All we have left is hope, Jan. 21, 2005

All we have left is hope
Creators Syndicate Friday Jan. 21, 2005
By Ray Hanania

It is hard to find hope in America if you are not one of the privileged majority wrapped tightly in the “warm” blanket of the new American Patriotism.

Some of us are shivering in the chill of bigotry, discrimination and hatred.

The lines between us include the war in Iraq, which everyday is becoming a Vietnam-like battleground with insurgents doing a very good job of standing up to our high-tech and supposedly superior military.

The number of American soldiers who are killed continues to rise and the attitude among the tightly wrapped is that, well, we lost one, now we have to keep fighting for the honor of that loss.
No. We lost hundreds and soon thousands. Rather than fight an unwinnable war, we should pack up and leave with the lives we haven’t yet lost.

The terrorism of Sept. 11 has been so politicized it has been used to drive election results. This week, its greatest benefactor, George W. Bush, was sworn in to a second term most people before Sept. 11 didn’t believe he would ever have.

Whenever the politicians need to bump the polls, all they have to do is put an electrode to American fears and turn on the switch: We have to raise the warning from yellow to orange because two years ago, we learned someone might try to blow up a bus station.

Americans have become vigilantes against terrorists, walking around sneering at anyone with slightly darker skin who might look Middle Eastern. Amazingly, most Americans can’t tell the difference between a Pakistani or a Palestinian, an Iraqi or an Indian.

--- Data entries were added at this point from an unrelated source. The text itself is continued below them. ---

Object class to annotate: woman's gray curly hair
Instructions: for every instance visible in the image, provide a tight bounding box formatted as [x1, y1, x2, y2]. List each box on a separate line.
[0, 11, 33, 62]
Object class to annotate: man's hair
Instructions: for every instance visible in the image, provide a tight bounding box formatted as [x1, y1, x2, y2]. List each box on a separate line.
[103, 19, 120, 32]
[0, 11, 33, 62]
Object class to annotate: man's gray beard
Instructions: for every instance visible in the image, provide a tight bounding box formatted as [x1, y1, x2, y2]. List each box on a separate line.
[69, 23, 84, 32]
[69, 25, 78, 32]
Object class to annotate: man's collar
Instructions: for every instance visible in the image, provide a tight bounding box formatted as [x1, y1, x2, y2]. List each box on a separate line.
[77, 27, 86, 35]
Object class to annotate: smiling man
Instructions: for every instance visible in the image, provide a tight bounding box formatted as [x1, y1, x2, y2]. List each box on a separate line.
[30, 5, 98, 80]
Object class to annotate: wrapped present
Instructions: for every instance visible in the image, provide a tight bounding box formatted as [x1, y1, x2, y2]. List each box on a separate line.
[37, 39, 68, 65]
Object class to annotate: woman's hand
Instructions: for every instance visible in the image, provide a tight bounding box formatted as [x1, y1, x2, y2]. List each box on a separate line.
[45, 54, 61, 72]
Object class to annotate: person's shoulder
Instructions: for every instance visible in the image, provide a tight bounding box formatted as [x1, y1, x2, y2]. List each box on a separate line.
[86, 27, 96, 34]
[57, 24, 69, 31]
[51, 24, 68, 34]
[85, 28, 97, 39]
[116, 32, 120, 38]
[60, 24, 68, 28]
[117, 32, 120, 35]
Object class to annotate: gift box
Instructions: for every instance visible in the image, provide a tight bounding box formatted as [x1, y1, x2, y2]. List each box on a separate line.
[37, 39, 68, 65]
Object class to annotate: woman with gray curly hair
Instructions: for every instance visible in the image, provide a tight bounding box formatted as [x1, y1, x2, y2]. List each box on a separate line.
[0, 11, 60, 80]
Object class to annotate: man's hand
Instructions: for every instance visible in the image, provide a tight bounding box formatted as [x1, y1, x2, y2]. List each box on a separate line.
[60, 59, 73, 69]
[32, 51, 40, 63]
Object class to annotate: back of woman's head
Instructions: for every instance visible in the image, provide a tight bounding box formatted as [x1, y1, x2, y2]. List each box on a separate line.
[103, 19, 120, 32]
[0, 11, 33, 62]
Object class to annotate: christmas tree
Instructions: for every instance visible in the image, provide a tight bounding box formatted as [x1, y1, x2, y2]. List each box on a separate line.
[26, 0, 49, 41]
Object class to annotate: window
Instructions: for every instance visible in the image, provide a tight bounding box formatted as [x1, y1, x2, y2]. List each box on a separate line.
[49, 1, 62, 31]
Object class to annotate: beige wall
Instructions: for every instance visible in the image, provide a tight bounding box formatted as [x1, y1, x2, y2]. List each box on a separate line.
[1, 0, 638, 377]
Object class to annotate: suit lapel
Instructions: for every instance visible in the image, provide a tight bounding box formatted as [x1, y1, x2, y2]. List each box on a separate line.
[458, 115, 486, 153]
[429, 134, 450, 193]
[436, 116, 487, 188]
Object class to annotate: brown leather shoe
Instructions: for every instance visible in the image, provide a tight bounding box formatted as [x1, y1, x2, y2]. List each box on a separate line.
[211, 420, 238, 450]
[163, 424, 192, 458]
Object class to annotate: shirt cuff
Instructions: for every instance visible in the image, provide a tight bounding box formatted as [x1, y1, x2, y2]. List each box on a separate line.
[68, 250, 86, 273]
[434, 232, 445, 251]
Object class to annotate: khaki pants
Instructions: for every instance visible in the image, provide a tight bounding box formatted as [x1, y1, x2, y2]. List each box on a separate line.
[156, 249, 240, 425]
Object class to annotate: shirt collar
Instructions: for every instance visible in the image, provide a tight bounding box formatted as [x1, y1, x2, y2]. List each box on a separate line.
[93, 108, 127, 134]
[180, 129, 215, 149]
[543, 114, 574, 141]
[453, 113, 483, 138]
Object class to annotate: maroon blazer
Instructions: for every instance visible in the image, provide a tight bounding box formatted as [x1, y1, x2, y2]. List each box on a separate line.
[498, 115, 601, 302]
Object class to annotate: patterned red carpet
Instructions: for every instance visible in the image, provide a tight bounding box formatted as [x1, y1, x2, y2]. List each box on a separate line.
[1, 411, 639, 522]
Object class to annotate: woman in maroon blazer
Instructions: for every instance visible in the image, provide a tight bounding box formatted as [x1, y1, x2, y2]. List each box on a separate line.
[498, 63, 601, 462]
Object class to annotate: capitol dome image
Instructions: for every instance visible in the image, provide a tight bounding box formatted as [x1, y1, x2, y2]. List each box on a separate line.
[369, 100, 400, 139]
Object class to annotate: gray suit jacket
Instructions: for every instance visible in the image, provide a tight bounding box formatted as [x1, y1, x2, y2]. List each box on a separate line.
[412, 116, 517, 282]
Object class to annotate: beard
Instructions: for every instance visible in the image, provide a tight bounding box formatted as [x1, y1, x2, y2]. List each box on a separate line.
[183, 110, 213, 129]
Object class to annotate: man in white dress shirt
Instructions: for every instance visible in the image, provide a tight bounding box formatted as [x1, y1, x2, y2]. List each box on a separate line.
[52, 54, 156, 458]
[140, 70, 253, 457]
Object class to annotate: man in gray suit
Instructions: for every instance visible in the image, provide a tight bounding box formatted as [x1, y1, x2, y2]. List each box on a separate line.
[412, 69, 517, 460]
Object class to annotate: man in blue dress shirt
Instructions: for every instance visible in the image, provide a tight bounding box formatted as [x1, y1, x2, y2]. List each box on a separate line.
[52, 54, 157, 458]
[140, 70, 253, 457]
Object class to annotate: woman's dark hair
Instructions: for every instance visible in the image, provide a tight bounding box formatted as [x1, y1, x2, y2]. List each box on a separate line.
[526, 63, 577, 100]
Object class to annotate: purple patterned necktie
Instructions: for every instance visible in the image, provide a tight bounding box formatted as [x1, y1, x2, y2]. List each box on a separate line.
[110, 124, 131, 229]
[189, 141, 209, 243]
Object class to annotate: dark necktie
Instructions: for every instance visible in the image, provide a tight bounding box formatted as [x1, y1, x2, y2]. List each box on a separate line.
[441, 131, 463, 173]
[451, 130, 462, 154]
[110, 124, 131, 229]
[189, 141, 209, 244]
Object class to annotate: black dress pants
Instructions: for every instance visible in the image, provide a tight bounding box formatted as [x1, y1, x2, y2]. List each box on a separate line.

The debate has turned from a buzz to loud noise with the conservatives screaming and railing at anyone who questions American policy. The Constitution is a convenience, not a foundation for them. If they have to strip someone’s rights to protect themselves, they will do that.

Racism occurs without anyone blinking an eye. Arab Americans are losing jobs left and right, are being prosecuted without being the chance to defend themselves in our supposedly Democratic court system, and the primary strategy to fight terrorism is profiling, which was the very system that failed us on Sept. 11.

Bush tells us the world will be safer if we just bring Democracy to Iraq. But bringing Democracy to Iraq is an impossible and unachievable goal.

You cannot make a sectarian country divided by religion and ethnicity (Sunnis, Shi’ites, Kurds, Assyrians, Arabs, Iranians, Chaldeans) a Democracy when the people insist on voting on the basis of religion and ethnicity rather than on issues.

Bush says the terrorists are on the run. I don’t see them running at all, unless it is to blow themselves up at an American target.

Osama Bin Laden, the mastermind of Sept. 11 is still at-large, but we have Saddam Hussein in custody who, as it turns out, did not have weapons of mass destruction, did not pose a threat to the United States, had no plans to attack us and isn’t even popular with his own people who every year voted to return him to office rather than stand up for their own independence and Democracy.

Meanwhile, healthcare, social security, the war on drugs and street gangs, education and senior care remain out of sight and continue to decline.

Of course, we might console ourselves by saying that things could get worse.

What’s really frightening is that things just might get worse.